You’ll find a lot of information on the internet about bad credit home loans. Lists of bad credit-friendly lenders abound, but what do you need to know about these home loans and their alternatives?
The first thing to remember is that bad credit is a potential barrier to new credit for a reason–your lender is required to justify the loan and make sure you are a good credit risk.
And if your credit scores and credit history show that you haven’t been as reliable about making on-time payments and meeting your credit obligations?
Your lender has two options. One is to deny you the loan. This is what usually happens in cases where the lender cannot justify approving your loan due to credit issues.
Each lender has their own standards for credit, credit history, etc. so you should know that you’ll need to shop around for a lender willing to work with your credit score range.

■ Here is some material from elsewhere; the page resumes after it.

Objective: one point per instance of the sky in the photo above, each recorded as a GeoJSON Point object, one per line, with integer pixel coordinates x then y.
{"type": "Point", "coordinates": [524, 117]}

But what about the stories we hear where a borrower has less-than-ideal credit and gets the home loan anyway? In such cases this does not necessarily mean that the lender made a bad decision about the creditworthiness of the borrower.
Instead, what it might mean is that the borrower had compensating factors that offset the bad credit information. What kind of compensating factors?
The most popular and the one many borrowers resort to if they are in danger of having their loan denied? Making a bigger down payment on the mortgage.
If your credit score falls within a certain range, your lender won’t require you to have compensating factors. But if your credit is below that range, and within a specifically lender-defined range of lower credit scores, you may still be able to get loan approval (depending on circumstances) if you are willing to make a larger down payment.
FHA loan rules say the lowest possible downpayment is 3.5%. But under FHA guidelines, if your credit scores are between 500 and 579, you might still get loan approval if you make a 10% down payment instead.
Note that those are FHA minimums and not lender standards. Your participating lender is permitted to have more strict FICO score requirements for the loan–ask what your lender’s FICO score ranges are for the lowest possible down payment and what the ranges are for 10% down instead.
You could try applying for a bad credit home loan instead of an FHA mortgage, but you will be required to make that larger down payment and depending on the type of loan you seek (non-FHA, conventional loans) and other variables.
A better solution might be to work on fixing your own credit and trying for an FHA mortgage instead. Work on establishing a 12-month minimum baseline record of on-time payments on all financial obligations (not just housing).
This will, over time, do a great deal to help your cause with the lender. You should also work on reducing your credit card balances to well below the 50% line (as it relates to your credit limit) an you should avoid opening new lines of credit in the meantime.
Taking a year or more to work on your credit can potentially save you from that 10% down payment and get your FICO scores back on the rise once more.